Concepts
WatchDeck has a small vocabulary. Five nouns cover almost everything you’ll see in the UI. Learn them once and the rest of the product reads cleanly.
Endpoint
The thing you’re monitoring, and its configuration. A single row in mx_endpoints holds:
- Identity: name, optional description, type (
httporport). - Target:
urlfor HTTP, orhost+portfor TCP. - Probe config: method, expected status codes, custom headers, assertions.
- Cadence & thresholds: check interval, timeout, latency threshold, SSL warning days, failure / recovery thresholds.
- Routing: which notification channels to use, plus an optional escalation channel and delay.
- Live state: last status, last check time, last response time, consecutive failure / healthy streaks, and the current open incident (if any).

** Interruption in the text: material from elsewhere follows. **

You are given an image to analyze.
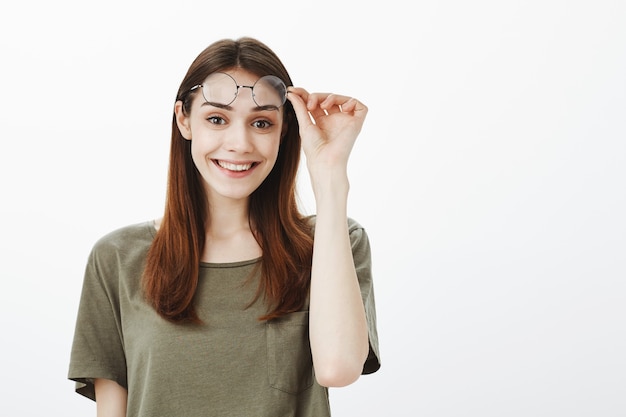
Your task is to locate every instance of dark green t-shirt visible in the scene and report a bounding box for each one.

There’s no separate “check config” record. Adding an endpoint is configuring its check.
Lifecycle status
An endpoint’s status is one of:
| Status | Behaviour |
|---|---|
active | Default. The scheduler runs probes on the configured interval. |
paused | Scheduler skips it. No probes, no incidents, no notifications. History kept. |
archived | Hidden from the list view. Reserved for future use. |
Check
A single recorded run of an endpoint’s probe. Each row in mx_checks captures one verdict:
status:healthy,degraded,down, orinconclusive.status_reason: short human string (e.g."HTTP 502 — expected 200").response_time,status_code,ssl_days_remaining,port_open,body_bytes.assertion_result: per-rule pass/fail breakdown.
Checks are append-only. Once written, a check row never changes.

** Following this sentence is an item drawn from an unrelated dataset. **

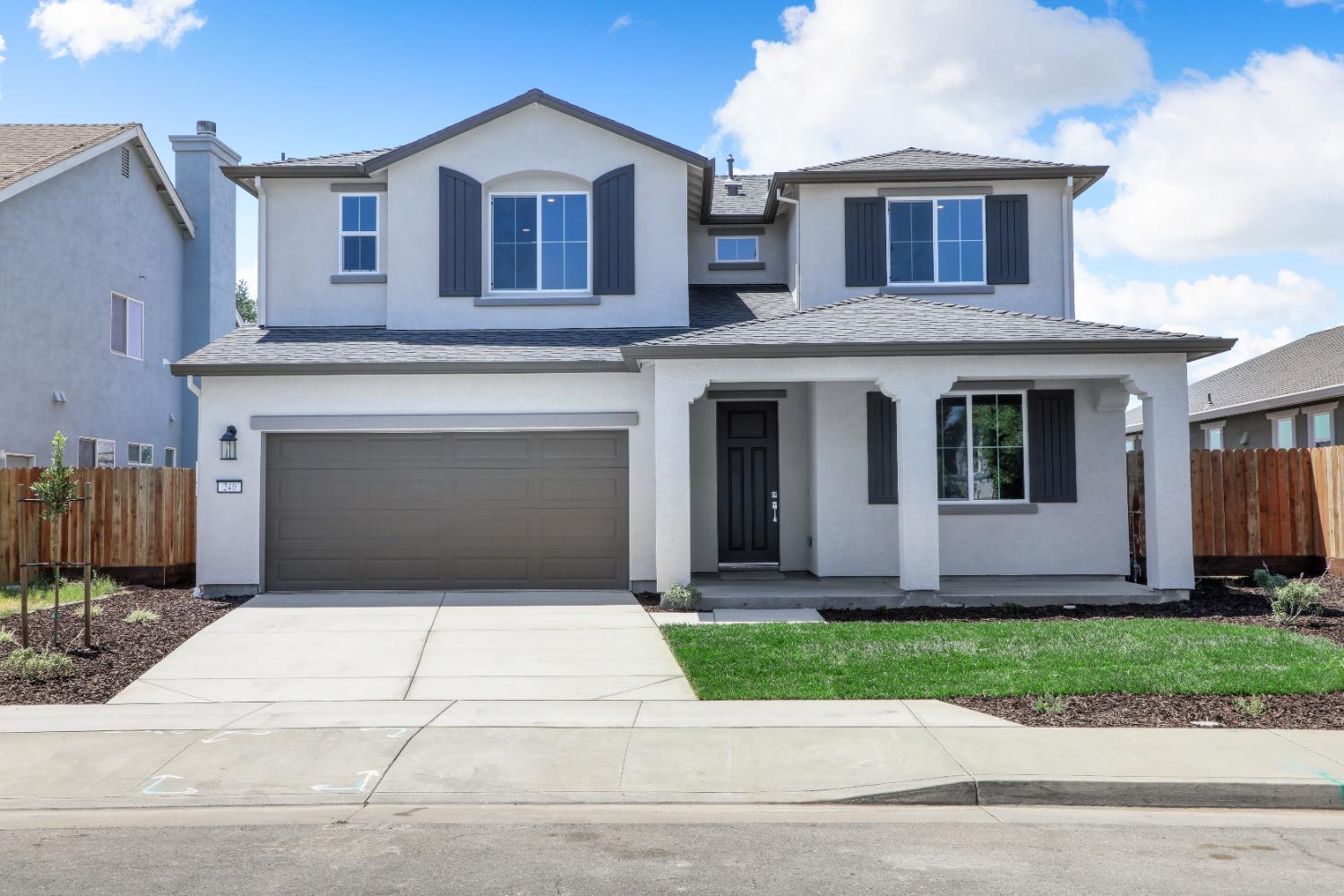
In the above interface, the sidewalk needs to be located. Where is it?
[0,700,1344,810]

In conversation people use “check” loosely, sometimes the probe configuration, sometimes the run. The database treats them as distinct: the endpoint row holds the config; each mx_checks row holds one run.
Run statuses
| Status | When it happens |
|---|---|
healthy | Probe succeeded and every assertion passed. |
degraded | Probe succeeded but a degraded-severity rule fired: latency over budget, SSL inside the warning window, soft-fail assertion. |
down | Status code mismatch, network or connection error, port refused, or a down-severity assertion failed. |
inconclusive | The run couldn’t reach a verdict (rare, typically a scheduling or storage error). Doesn’t move the streak counters. |
Incident
A grouped failure window. When an endpoint’s consecutive_failures reaches its failure_threshold, an incident opens. When consecutive_healthy reaches recovery_threshold, it resolves. The thresholds keep a single transient blip from paging anyone.
Incident status
Incidents have just two states:
| Status | Meaning |
|---|---|
active | Open and still firing. The endpoint’s current_incident_id points at it. |
resolved | Closed: the recovery streak met its threshold. resolved_at and duration_seconds are populated. |
There’s no acknowledged state. Incidents go straight from active to resolved once the recovery streak fires.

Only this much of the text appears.